GF Resource Grammar Library v. 1.1

Author: Aarne Ranta <aarne (at) cs.chalmers.se>
Last update: Thu Apr 19 23:35:29 2007

The GF Resource Grammar Library defines the basic grammar of ten languages: Danish, English, Finnish, French, German, Italian, Norwegian, Russian, Spanish, Swedish. A still incomplete implementation for Arabic is also included.

New in Version 1.1

Simpler APIs using overloading:
- Constructors: almost all trees in a category C can be built by the function mkC.
- Combinators: cross-cut grammatical functions: predication, application, modification, coordination.
- Symbolic: noun phrases with mathematical symbols.

An example of use is logic. The API of version 1.0 remains valid and can be used in combination with this.

Some new functions.
Bug fixes.

Authors

Inger Andersson and Therese Soderberg (Spanish morphology), Nicolas Barth and Sylvain Pogodalla (French verb list), Ali El Dada (Arabic modules), Janna Khegai (Russian modules), Bjorn Bringert (many Swadesh lexica), Carlos Gonzalía (Spanish cardinals), Harald Hammarström (German morphology), Patrik Jansson (Swedish cardinals), Andreas Priesnitz (German lexicon), Aarne Ranta.

We are grateful for contributions and comments to several other people who have used this and the previous versions of the resource library, including Ludmilla Bogavac, Ana Bove, David Burke, Lauri Carlson, Gloria Casanellas, Karin Cavallin, Robin Cooper, Hans-Joachim Daniels, Elisabet Engdahl, Markus Forsberg, Kristofer Johannisson, Anni Laine, Peter Ljunglöf, Saara Myllyntausta, Wanjiku Ng'ang'a, Jordi Saludes.

License

The GF Resource Grammar Library is open-source software licensed under GNU General Public License. See the file LICENSE for more details.

Scope

Coverage, for each language:

complete morphology
lexicon of the ca. 100 most important structural words
test lexicon of ca. 300 content words (rough equivalents in each language)
list of irregular verbs (separately for each language)
representative fragment of syntax (cf. CLE (Core Language Engine))
rather flat semantics (cf. Quasi-Logical Form of CLE)

Organization:

top-level (API) modules
Ground API + special-purpose APIs
"school grammar" concepts rather than advanced linguistic theory

Presentation:

tool gfdoc for generating HTML from grammars
example collections

Quick start

Go to the main directory, compile the grammars, and run a test.
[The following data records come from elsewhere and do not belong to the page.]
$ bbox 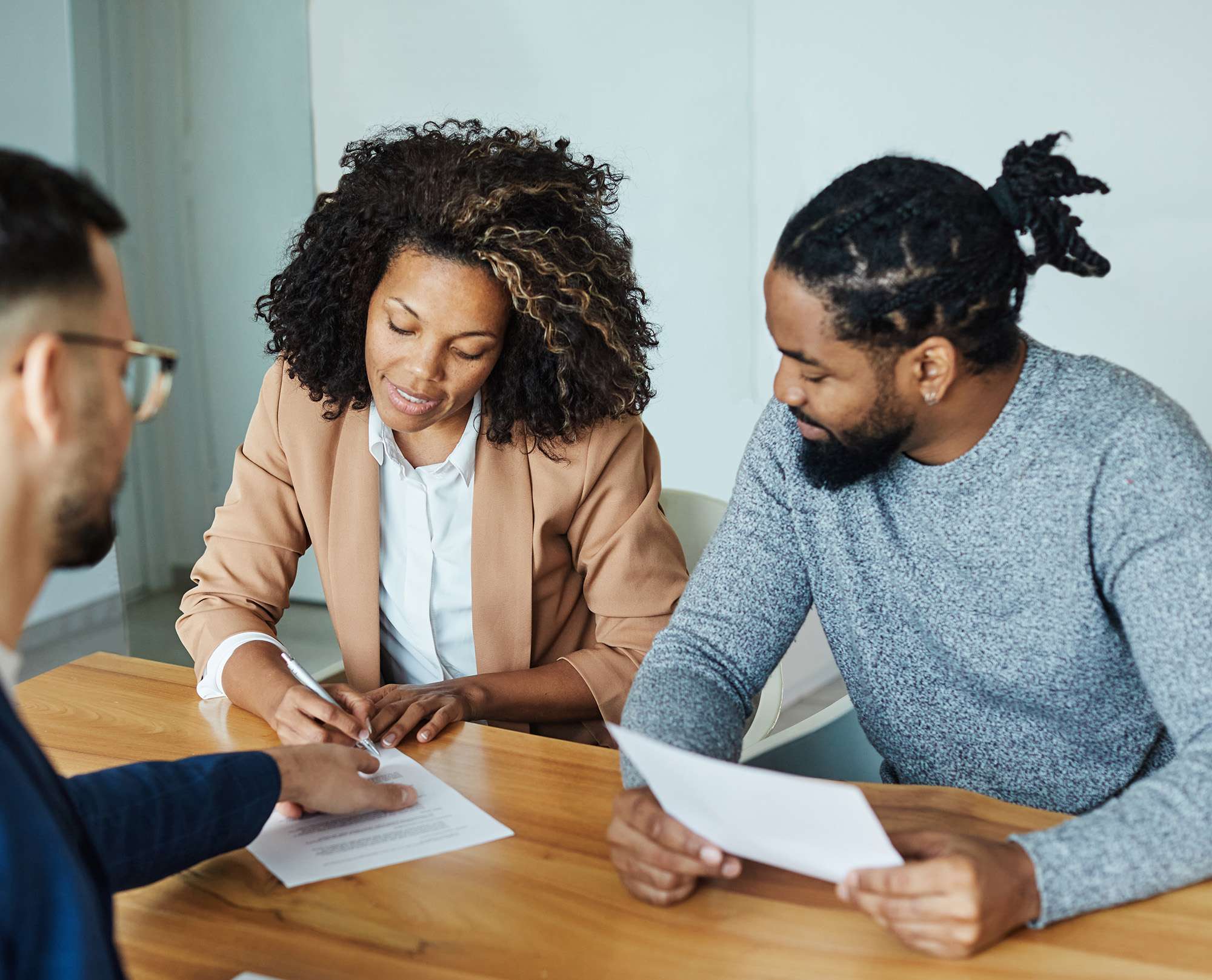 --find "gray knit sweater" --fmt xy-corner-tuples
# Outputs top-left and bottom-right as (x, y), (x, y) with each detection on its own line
(623, 341), (1212, 925)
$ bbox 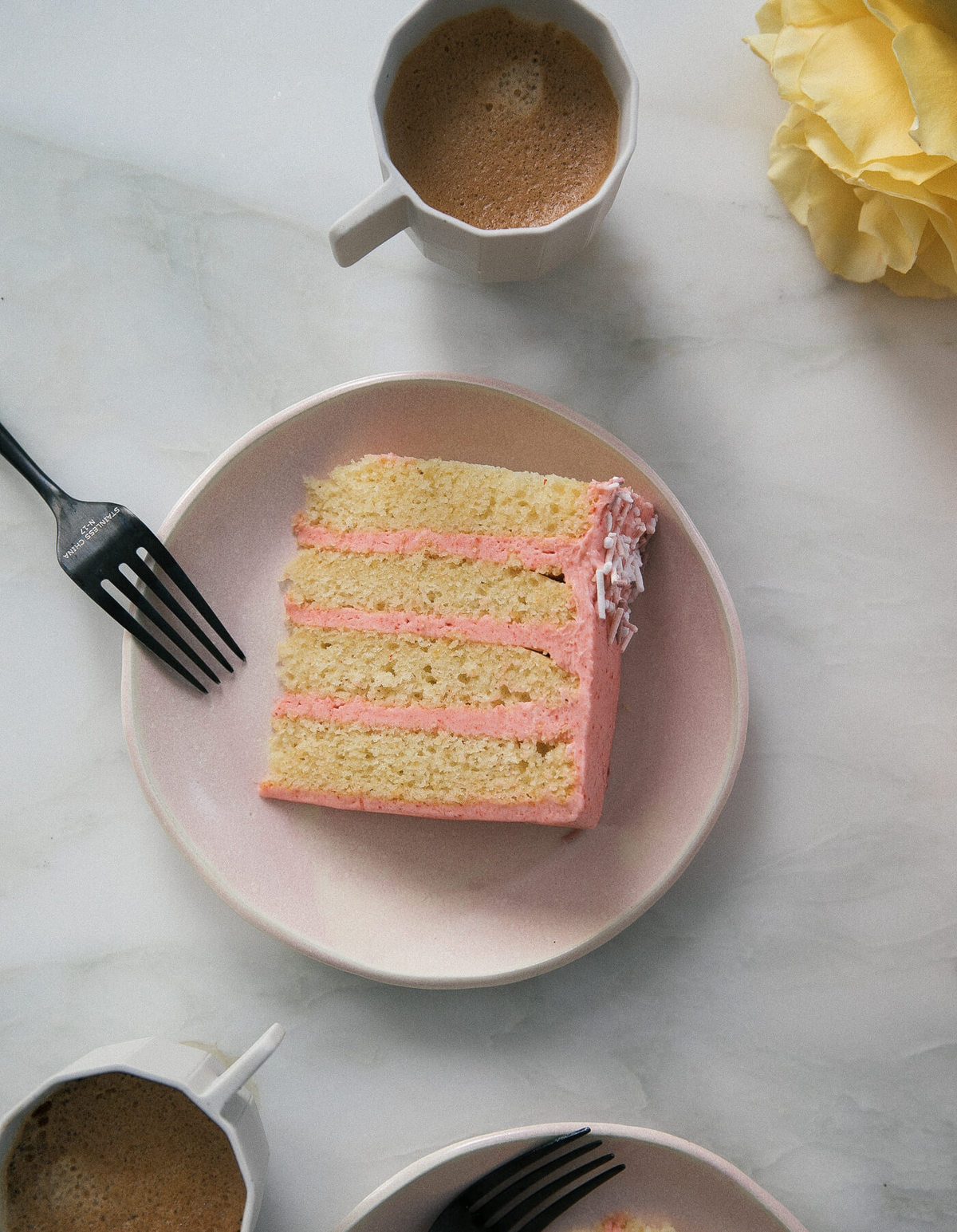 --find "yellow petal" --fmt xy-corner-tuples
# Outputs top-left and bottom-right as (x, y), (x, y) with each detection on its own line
(864, 0), (957, 38)
(857, 192), (927, 274)
(798, 16), (915, 163)
(791, 108), (953, 183)
(926, 167), (957, 201)
(783, 0), (866, 29)
(744, 34), (778, 64)
(880, 226), (957, 290)
(754, 0), (785, 34)
(893, 22), (957, 161)
(770, 26), (830, 107)
(918, 219), (957, 294)
(769, 116), (887, 282)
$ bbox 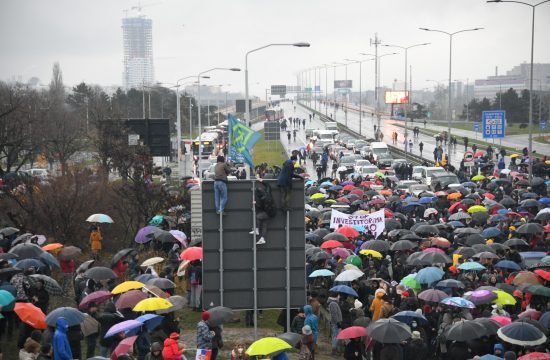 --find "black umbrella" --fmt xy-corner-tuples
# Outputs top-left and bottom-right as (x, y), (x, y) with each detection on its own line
(367, 318), (411, 344)
(497, 322), (546, 346)
(446, 320), (487, 341)
(111, 248), (136, 266)
(208, 306), (233, 326)
(84, 266), (117, 280)
(8, 243), (44, 259)
(516, 223), (544, 235)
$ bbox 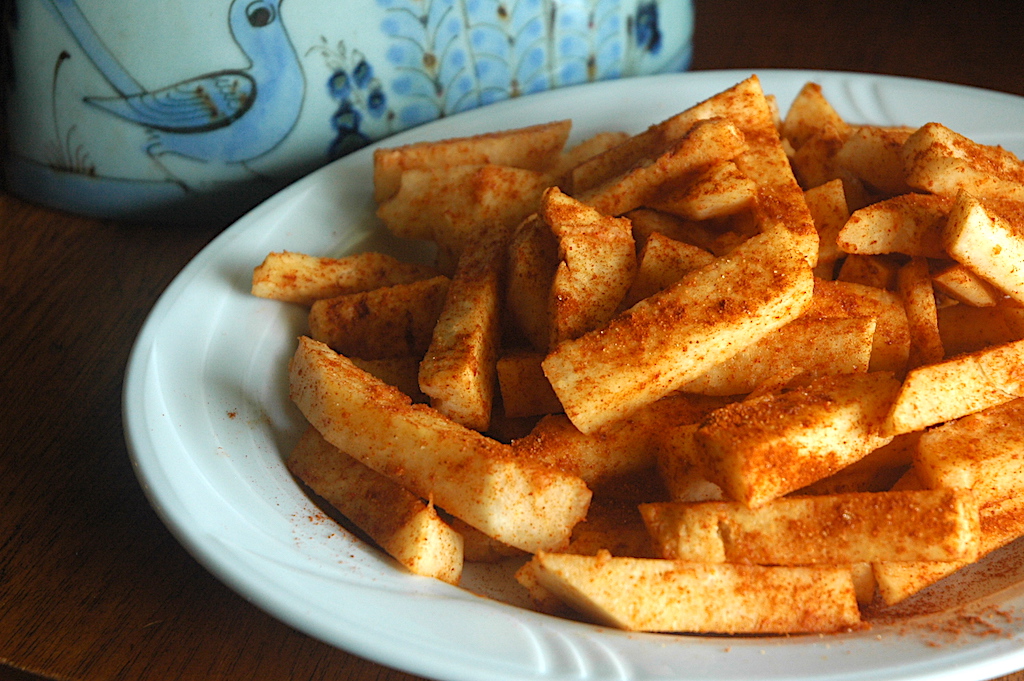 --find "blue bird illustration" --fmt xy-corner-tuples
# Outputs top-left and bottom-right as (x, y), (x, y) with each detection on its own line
(49, 0), (305, 178)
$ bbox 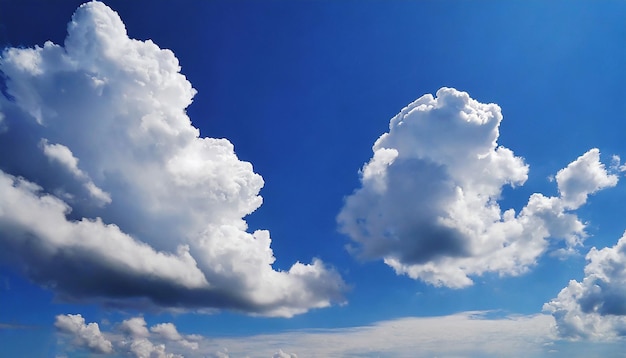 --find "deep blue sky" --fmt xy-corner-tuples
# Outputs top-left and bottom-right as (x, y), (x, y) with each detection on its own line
(0, 0), (626, 356)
    cd GF/lib/resource-1.0
    make
    make test

This will take quite some time. An alternative is to use the precompiled grammar package compiled.tgz. This package has the necessary gfc and gfr files directly under GF/lib.

    GF/lib/alltenses
    GF/lib/mathematical
    GF/lib/multimodal
    GF/lib/present

Do for instance

    cd GF/lib/
    gf
      > i -path=present:prelude present/LangEng.gfc
      > gr -cat=S -number=3 -cf | tb

For more examples, see the Overview slides. The make procedure does not make Arabic, but it can be compiled in a similar way as the other languages.

Encoding

Finnish, German, Romance, and Scandinavian languages are in isolatin-1.

Arabic and Russian are in UTF-8.

English is in pure ASCII.

The language independent ground API

This API is accessible by both present and alltenses. The API is divided into a bunch of abstract modules. The following figure gives the dependencies of these modules.
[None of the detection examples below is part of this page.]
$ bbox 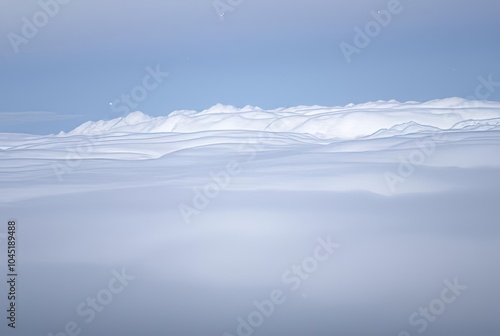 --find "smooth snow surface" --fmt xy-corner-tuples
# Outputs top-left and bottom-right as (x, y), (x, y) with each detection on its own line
(0, 98), (500, 336)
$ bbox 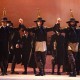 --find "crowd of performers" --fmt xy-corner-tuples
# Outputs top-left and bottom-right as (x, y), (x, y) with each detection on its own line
(0, 11), (80, 76)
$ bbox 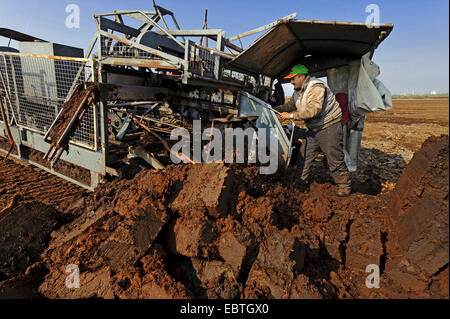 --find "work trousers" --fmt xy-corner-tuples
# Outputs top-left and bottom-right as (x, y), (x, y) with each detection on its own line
(298, 122), (351, 188)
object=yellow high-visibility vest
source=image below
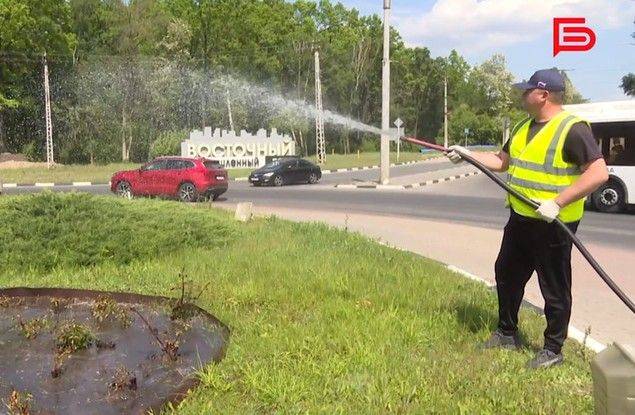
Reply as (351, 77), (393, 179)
(507, 111), (588, 222)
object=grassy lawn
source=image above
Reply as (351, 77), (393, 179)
(0, 153), (438, 183)
(0, 193), (592, 415)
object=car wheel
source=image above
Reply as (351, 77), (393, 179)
(271, 175), (284, 187)
(115, 180), (132, 199)
(592, 181), (626, 213)
(179, 182), (198, 203)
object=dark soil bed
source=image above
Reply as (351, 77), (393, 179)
(0, 288), (229, 415)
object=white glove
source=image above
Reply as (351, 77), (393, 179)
(536, 199), (560, 223)
(446, 146), (472, 164)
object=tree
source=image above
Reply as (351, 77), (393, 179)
(620, 21), (635, 97)
(0, 0), (76, 151)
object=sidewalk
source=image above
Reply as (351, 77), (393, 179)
(221, 206), (635, 344)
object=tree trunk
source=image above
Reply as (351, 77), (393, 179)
(298, 130), (309, 157)
(121, 106), (127, 161)
(0, 110), (6, 153)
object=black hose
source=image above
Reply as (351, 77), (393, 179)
(461, 154), (635, 313)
The documentation of the individual modules:

Common: abstract notions with language-indep. implementations
Cat: the category system
Noun: construction of nouns and noun phrases
Adjective: construction of adjectival phrases
Verb: construction of verb phrases
Adverb: construction of adverbial phrases
Numeral: construction of cardinal and ordinal numerals
Sentence: construction of sentences and imperatives
Question: construction of questions
Relative: construction of relative clauses
Conjunction: coordination of phrases
Phrase: construction of the major units of text and speech
Text: construction of texts from phrases, using punctuation
Idiom: idiomatic phrases, such as existentials
Structural: a lexicon of structural words
Lexicon: a lexicon of other common words, for test purposes
Grammar: the main module comprising all but Lexicon
Lang: the main module comprising both Grammar and Lexicon

The language-dependent APIs

ParadigmsDan: Danish lexical paradigms
ParadigmsEng: English lexical paradigms
ParadigmsFin: Finnish lexical paradigms
ParadigmsFre: French lexical paradigms
ParadigmsIta: Italian lexical paradigms
ParadigmsGer: German lexical paradigms
ParadigmsNor: Norwegian lexical paradigms
ParadigmsRus: Russian lexical paradigms
ParadigmsSpa: Spanish lexical paradigms
ParadigmsSwe: Swedish lexical paradigms

IrregDan: Danish irregular verbs (very incomplete)
IrregEng: English irregular verbs
IrregFre: French irregular verbs
IrregGer: German irregular verbs
IrregNor: Norwegian irregular verbs (very incomplete)
IrregSpa: Spanish irregular verbs
IrregSwe: Swedish irregular verbs

This is the structure of each language-dependent top module.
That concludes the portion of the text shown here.